When we’re growing up, few things are more important to us than the friendships we forge. However, after entering adulthood, many of us have problems maintaining old friendships and forming new ones. In some cases, this is due to factors outside of our control, such as relocation, shifting priorities and busy work schedules. Other times, our inability to keep friendships rolling falls squarely on us. So, if you’ve had difficulty maintaining friendships as an adult, be mindful of the following habits.
Persistent Flakiness
All of us have had to cancel plans at one time or another. And to be clear, there are many good reasons for doing so – with illness, family emergency and dangerous weather conditions being among the most notable. However, if you have a propensity for canceling plans on short notice for strange reasons, it’s easy to see why your friends might become fed up. While the occasional cancellation is to be expected, regularly backing out of plans for reasons that are difficult to discern is behavior that is unbecoming of a committed friend.
So, before making plans with friends, take some time to carefully consider whether you’ll be able to honor those plans. For example, if you have family or work-related responsibilities that make going out with friends difficult, committing to a get-together may not be the wisest course of action. At the end of the day, it’s better to avoid committing than flaking at the last minute – barring an emergency, of course. Additionally, if you suspect the origins of your flakiness may lie in mental health issues, consider speaking to a therapist or counselor.
Expecting Too Much
If you have the freedom to regularly cut loose but your friends don’t, try not to burden them with unrealistic expectations. While you may not have a demanding job or family responsibilities to attend to, it’s important to understand that your friends may not be similarly uncommitted. So, rather than get frustrated with them for being unable to hang out as often as you’d like, take some time to consider their personal schedules before insisting that they commit to plans with you.

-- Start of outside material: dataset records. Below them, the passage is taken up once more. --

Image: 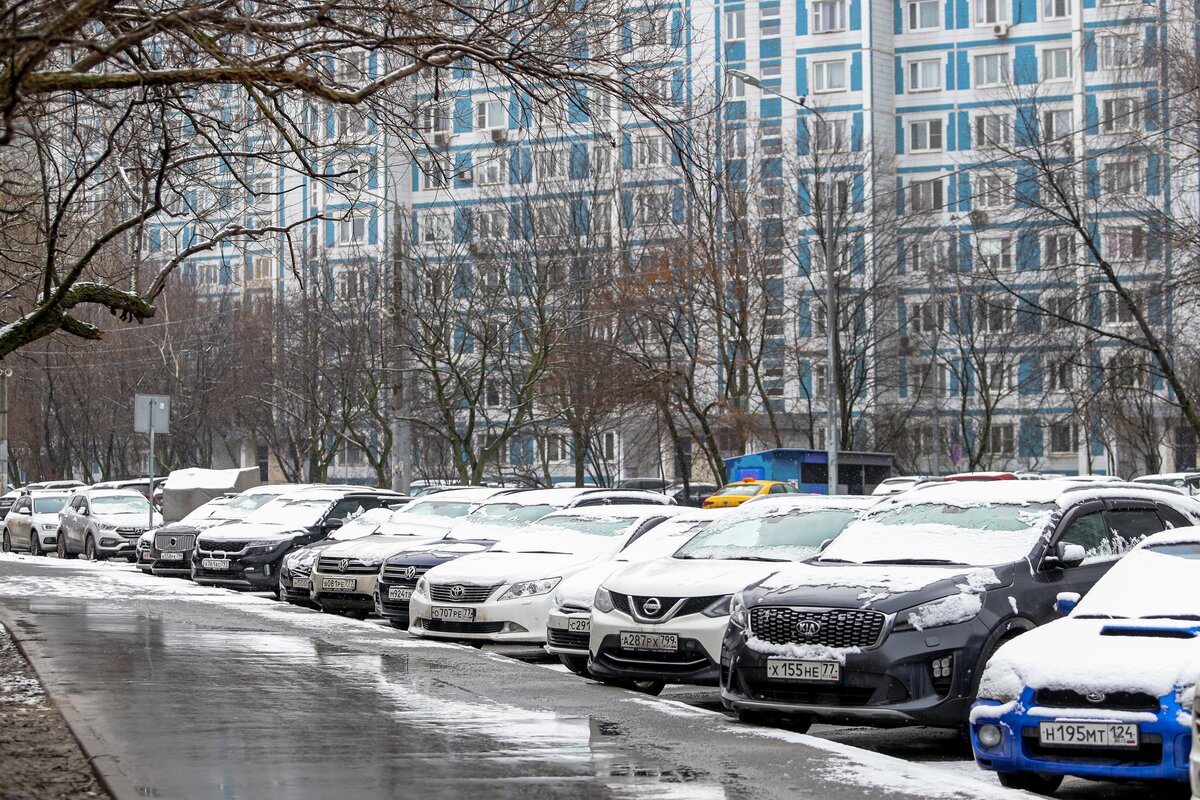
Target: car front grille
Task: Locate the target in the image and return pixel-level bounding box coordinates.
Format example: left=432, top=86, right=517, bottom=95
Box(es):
left=430, top=583, right=504, bottom=603
left=1033, top=688, right=1159, bottom=714
left=382, top=564, right=430, bottom=584
left=317, top=555, right=379, bottom=575
left=154, top=534, right=196, bottom=552
left=546, top=627, right=590, bottom=650
left=750, top=606, right=886, bottom=648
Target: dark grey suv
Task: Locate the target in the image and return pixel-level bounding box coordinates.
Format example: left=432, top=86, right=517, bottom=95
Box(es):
left=721, top=481, right=1200, bottom=729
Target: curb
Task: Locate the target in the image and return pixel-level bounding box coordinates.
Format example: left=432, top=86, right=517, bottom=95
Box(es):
left=0, top=604, right=145, bottom=800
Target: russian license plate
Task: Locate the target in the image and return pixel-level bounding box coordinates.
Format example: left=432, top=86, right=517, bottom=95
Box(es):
left=320, top=578, right=359, bottom=591
left=433, top=606, right=475, bottom=622
left=1038, top=721, right=1138, bottom=747
left=767, top=658, right=841, bottom=682
left=620, top=631, right=679, bottom=652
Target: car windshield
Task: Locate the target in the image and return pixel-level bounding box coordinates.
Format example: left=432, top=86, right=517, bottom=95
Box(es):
left=716, top=483, right=762, bottom=498
left=676, top=500, right=857, bottom=561
left=245, top=498, right=331, bottom=528
left=91, top=494, right=150, bottom=515
left=816, top=503, right=1056, bottom=566
left=617, top=519, right=713, bottom=561
left=34, top=497, right=67, bottom=513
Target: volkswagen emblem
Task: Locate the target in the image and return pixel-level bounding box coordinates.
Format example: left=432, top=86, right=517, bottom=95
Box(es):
left=796, top=619, right=821, bottom=639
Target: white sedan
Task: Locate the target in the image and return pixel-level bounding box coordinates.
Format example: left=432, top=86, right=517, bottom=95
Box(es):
left=408, top=505, right=678, bottom=644
left=588, top=495, right=878, bottom=691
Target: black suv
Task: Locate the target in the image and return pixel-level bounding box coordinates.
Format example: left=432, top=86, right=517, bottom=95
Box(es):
left=192, top=486, right=408, bottom=595
left=721, top=481, right=1200, bottom=729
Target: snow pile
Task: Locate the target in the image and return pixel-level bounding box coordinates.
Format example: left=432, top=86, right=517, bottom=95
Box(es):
left=746, top=634, right=862, bottom=664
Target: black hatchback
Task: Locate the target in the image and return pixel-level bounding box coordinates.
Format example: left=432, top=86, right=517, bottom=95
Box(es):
left=721, top=481, right=1200, bottom=729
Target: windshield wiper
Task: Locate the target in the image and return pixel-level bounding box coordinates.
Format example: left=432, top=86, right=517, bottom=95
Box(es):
left=863, top=559, right=966, bottom=566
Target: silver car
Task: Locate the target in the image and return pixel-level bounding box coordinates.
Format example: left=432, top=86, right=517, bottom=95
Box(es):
left=2, top=492, right=71, bottom=555
left=58, top=489, right=162, bottom=561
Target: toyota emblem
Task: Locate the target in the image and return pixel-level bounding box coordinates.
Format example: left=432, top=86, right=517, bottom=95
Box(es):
left=796, top=619, right=821, bottom=639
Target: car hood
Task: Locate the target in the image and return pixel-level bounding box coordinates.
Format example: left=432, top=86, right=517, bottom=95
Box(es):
left=195, top=522, right=304, bottom=542
left=324, top=535, right=439, bottom=560
left=746, top=564, right=1013, bottom=614
left=979, top=616, right=1200, bottom=708
left=426, top=552, right=595, bottom=584
left=604, top=558, right=787, bottom=597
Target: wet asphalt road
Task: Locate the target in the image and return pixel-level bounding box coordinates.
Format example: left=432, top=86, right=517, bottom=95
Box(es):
left=0, top=555, right=1180, bottom=800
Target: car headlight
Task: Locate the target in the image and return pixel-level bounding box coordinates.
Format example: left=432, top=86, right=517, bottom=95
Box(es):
left=894, top=593, right=983, bottom=631
left=730, top=591, right=749, bottom=628
left=701, top=595, right=733, bottom=616
left=500, top=578, right=562, bottom=600
left=592, top=587, right=616, bottom=614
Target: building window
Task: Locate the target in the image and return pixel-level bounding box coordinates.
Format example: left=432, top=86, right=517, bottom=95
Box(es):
left=908, top=0, right=942, bottom=31
left=908, top=59, right=942, bottom=91
left=908, top=120, right=942, bottom=152
left=812, top=0, right=846, bottom=34
left=1100, top=97, right=1141, bottom=133
left=908, top=178, right=944, bottom=212
left=976, top=114, right=1013, bottom=148
left=812, top=60, right=846, bottom=91
left=979, top=236, right=1013, bottom=275
left=1104, top=225, right=1146, bottom=261
left=475, top=100, right=508, bottom=131
left=1097, top=34, right=1142, bottom=70
left=976, top=53, right=1009, bottom=89
left=1042, top=47, right=1070, bottom=80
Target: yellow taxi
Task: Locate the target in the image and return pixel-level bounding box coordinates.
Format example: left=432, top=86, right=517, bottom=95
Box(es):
left=704, top=477, right=802, bottom=509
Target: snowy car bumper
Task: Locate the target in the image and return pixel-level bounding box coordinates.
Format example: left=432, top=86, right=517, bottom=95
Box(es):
left=588, top=609, right=728, bottom=685
left=971, top=688, right=1192, bottom=782
left=721, top=620, right=989, bottom=727
left=408, top=592, right=551, bottom=644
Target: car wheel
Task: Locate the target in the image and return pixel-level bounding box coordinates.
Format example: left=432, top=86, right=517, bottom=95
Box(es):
left=996, top=772, right=1062, bottom=795
left=558, top=654, right=588, bottom=678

Refusal to Reinitiate Contact
Some people simply assume that if certain friends wanted to reinitiate contact, they’d be the ones to take the initiative. In their minds, the fact that friends have not taken point on reinitiating contact means that they don’t wish to get back in touch. While it’s true that not every friend you’ve ever made will want to stay in touch, it’s unfair to place the burden of reinitiating contact squarely on other people. After all, it’s entirely possible that someone has taken your lack of contact to mean that you have no interest in keeping in touch.
So, if you’re eager to start talking to someone again, set your pride aside and be the one who reaches out. You’re liable to discover that the person in question is just as eager to resume your friendship.
General Lack of Effort
While good friendships can provide you with a tremendous amount of fun and fulfillment, maintaining them will take a bit of effort on your part. So, if you’ve been operating on autopilot with regard to your friendships, don’t be surprised if some friends become resentful about having to put in the lion’s share of the effort. In the interest of preserving your most important friendships, it is imperative that you commit yourself to honoring plans, providing emotional support as needed and reciprocating goodwill.
It also helps if you and your friends are passionate about shared causes. For example, if you and any like-minded friends are eager to learn more about domestic terrorism prevention or stopping targeted violence, don’t hesitate to visit The McCain Institute.
As is the case with any type of relationship, successful friendships require work on the part of both parties. In the absence of proper effort, you shouldn’t be surprised to see various lines of communication start closing. While there’s no denying that friendships become harder to maintain as we enter our adult years, keeping important connections intact isn’t nearly as difficult as some adults make it look. Anyone looking to keep their friendships going strong well into adulthood would do well to heed the advice outlined above.